Deb Haaland has been confirmed as the secretary of the interior, making her the first Indigenous cabinet secretary in US history.
Haaland, 60, will be responsible for the country’s land, seas and natural resources, as well as overseeing tribal affairs.
Her nomination to lead the Interior Department was a victory for an alliance of progressives and Indigenous leaders who campaigned to elevate one of their own to a powerful federal seat that oversees natural resources, public lands and Indian affairs. Haaland will be part of Biden's plan to tackle the climate crisis and reduce carbon emissions.
Haaland is a member of the Laguna Pueblo, one of 574 sovereign tribal nations located across 35 states. She is the most senior Indigenous American in the US government since the Republican Charles Curtis, a member of the Kaw nation situated in what is now Kansas, who served as vice-president to Herbert Hoover between 1929 and 1933.
The vote was 51 to 40, with most Republicans voting against her after several called her views on public land use and fossil fuels extreme.
Republicans who oppose Haaland's nomination highlighted previous comments she's made related to fossil fuels and answers they felt were insufficient at her confirmation hearing. Sen. John Barrasso, a Republican from Wyoming and the ranking GOP member on the Senate Energy and Natural Resources Committee, spoke in opposition to the nomination in a floor speech Thursday.
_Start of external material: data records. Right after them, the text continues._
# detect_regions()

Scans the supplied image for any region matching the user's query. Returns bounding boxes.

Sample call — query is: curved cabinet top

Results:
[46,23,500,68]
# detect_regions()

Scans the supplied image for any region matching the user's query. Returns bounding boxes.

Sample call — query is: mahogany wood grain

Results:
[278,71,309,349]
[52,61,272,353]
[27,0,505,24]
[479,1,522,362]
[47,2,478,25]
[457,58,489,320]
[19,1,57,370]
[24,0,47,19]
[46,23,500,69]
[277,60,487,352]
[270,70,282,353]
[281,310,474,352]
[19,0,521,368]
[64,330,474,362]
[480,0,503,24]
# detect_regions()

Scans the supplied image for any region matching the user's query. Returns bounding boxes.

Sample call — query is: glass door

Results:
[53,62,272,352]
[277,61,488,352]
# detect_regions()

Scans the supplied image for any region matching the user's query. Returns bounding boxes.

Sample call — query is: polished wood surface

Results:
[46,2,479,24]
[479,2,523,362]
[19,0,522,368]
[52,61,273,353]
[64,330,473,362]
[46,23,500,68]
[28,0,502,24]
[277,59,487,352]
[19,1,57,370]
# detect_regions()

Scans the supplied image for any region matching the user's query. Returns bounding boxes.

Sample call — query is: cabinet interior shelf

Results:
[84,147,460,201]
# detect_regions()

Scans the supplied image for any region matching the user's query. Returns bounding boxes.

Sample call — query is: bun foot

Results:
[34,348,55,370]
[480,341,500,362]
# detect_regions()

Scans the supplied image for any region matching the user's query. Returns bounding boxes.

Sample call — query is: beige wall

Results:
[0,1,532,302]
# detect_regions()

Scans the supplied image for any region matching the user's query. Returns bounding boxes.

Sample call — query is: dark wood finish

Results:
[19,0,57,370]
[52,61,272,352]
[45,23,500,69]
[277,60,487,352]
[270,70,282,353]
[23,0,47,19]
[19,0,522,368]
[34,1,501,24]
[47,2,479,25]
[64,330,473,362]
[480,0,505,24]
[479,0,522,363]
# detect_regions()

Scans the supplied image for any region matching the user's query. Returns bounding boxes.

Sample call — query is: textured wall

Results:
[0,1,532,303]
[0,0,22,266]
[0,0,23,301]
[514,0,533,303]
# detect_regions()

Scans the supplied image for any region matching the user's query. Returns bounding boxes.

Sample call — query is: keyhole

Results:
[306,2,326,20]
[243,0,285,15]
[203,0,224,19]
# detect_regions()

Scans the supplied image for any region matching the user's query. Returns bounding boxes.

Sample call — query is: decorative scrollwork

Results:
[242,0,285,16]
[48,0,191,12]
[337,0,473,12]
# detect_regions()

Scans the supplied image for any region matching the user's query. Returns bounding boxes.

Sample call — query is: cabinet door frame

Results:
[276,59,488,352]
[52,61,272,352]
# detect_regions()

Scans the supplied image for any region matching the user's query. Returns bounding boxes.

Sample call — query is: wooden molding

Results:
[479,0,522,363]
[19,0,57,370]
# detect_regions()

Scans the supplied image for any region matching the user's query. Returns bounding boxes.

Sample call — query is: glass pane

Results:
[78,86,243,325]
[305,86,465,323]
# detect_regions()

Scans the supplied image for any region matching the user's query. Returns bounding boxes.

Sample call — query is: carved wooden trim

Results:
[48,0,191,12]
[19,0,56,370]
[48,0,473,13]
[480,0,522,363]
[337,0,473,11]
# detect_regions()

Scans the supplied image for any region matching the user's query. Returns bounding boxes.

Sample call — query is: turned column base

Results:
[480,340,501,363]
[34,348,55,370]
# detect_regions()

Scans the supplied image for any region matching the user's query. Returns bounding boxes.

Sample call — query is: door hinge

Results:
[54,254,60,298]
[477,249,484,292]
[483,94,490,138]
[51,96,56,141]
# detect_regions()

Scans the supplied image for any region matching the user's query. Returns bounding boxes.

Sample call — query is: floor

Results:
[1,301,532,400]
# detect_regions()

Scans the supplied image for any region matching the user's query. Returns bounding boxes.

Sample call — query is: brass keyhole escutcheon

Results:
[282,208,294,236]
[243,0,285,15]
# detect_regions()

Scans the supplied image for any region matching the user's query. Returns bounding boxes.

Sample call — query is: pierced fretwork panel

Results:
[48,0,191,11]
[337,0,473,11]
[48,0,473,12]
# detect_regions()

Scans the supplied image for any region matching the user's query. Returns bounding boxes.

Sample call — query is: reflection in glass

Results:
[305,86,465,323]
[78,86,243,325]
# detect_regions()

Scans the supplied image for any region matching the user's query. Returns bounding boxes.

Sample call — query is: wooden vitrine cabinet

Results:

"Representative Haaland's policy views and lack of substantive answers during her confirmation hearing, in my opinion, disqualify her for this job," Barrasso said, referencing past comments she has made, including during a 2019 interview with The Guardian where she stated that she "wholeheartedly" opposes fracking and drilling on public lands.
"In my opinion and in the opinion of my constituents, these views are extreme," he said, adding that her views are "backed up by legislation that she has co-sponsored" and noting that she has co-sponsored the Green New Deal resolution in the House.
She will lead about 70,000 staff who oversee one-fifth of all the land in the US and 1.7bn acres of coastlines, as well as managing national parks, wildlife refuges and natural resources such as gas, oil and water.
Haaland will also be responsible for upholding the government’s legally binding obligations to the tribes – treaty obligations that have been systematically violated.
New Mexico’s Democratic senator, Ben Ray Luján, who presided over the Senate during Monday’s vote, said Haaland’s appointment sends a signal to young Native Americans.
“She’s the embodiment of the old adage that if you see it you can be it,” he said.
According to the 2010 census, 5.2 million people or about 2% of the US population identifies as American Indian or Alaskan Native – descendants of those who survived US government policies to kill, remove or assimilate indigenous peoples.